Tuesday, August 20, 2019

John Williams - Stoner

I often devour novels, rushing to find out the ending as quickly as possible. John Williams' Stoner defies this because it gives you the ending on the very first page. The protagonist, William Stoner, dies and this is the story of his undistinguished life. Little noticed at his death, and un-lamented among his family, his name is quickly forgotten. But what Williams shows is that every life, however undistinguished, is one of high-drama - the sort of drama that every human being has as a result of their social networks - their partners, children, colleagues and friends - which is unimportant to most of the rest of humanity, yet is part and parcel of the network of our lives.

Stoner's parents are struggling farmers and manage to send him to agricultural college in the early 20th century. At college he discovers the wonders of English literature and ends up making a career in the university he enters as a young man. He never leaves the town, instead his exploration of the world is through literature. His marriage to Edith is an almost instant failure, marked only by the briefest weeks of passion when she determines to get pregnant.

To the modern reader there is more than the hint of mental health in Edith's life - a situation that is completely unsolvable given the circumstances of 1930s America. Instead the couple muddle along, Edith isolating her and playing games against Stoner, who tries to carry on his career and bring up the daughter he dotes upon. 1930s mores impinge again when Stoner embarks on a beautiful and passionate affair with a young student. The school authorities make it clear that this is unacceptable and she's driven out of the college.
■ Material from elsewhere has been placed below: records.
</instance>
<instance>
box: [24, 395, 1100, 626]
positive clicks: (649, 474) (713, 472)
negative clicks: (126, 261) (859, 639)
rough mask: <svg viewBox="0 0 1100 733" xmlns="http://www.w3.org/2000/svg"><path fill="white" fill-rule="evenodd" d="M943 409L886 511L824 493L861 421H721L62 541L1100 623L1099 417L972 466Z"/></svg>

Most reviewers discuss the book in the context of two aspects - the "campus novel" that frames the whole book - Stoner's career and his battles with bureaucracy and his management and it's celebration of literature, explored through William's discovery of books and poetry and his life immersed in the subject. These are absolutely central to the book, but for me this novel was really about alienation - the way that our lives are atomised and decoupled from wider society. Stoner's life is dramatic, but it's isolated and individualised - notably he doesn't serve in either War. His own greatest achievement - the book he authors, and reaches for on his deathbed - is almost completely forgotten by everyone in academia. Yet Stoner is no failure, his personal struggles are ones that he is happy to have made and he can pass away convinced that his life was worthwhile and satisfactory. In writing Stoner's life, John Williams teaches us the importance of every individual within the context of wider society - though he reminds us that society, certainly as it is organised today, doesn't see this importance at all.

It's a beautiful book, neglected during William's own lifetime, and thankfully having had a massive rediscovery since its republication in the 2000s it deserves continued readership. It's likely one of the most poignant I've ever read and I highly recommend it.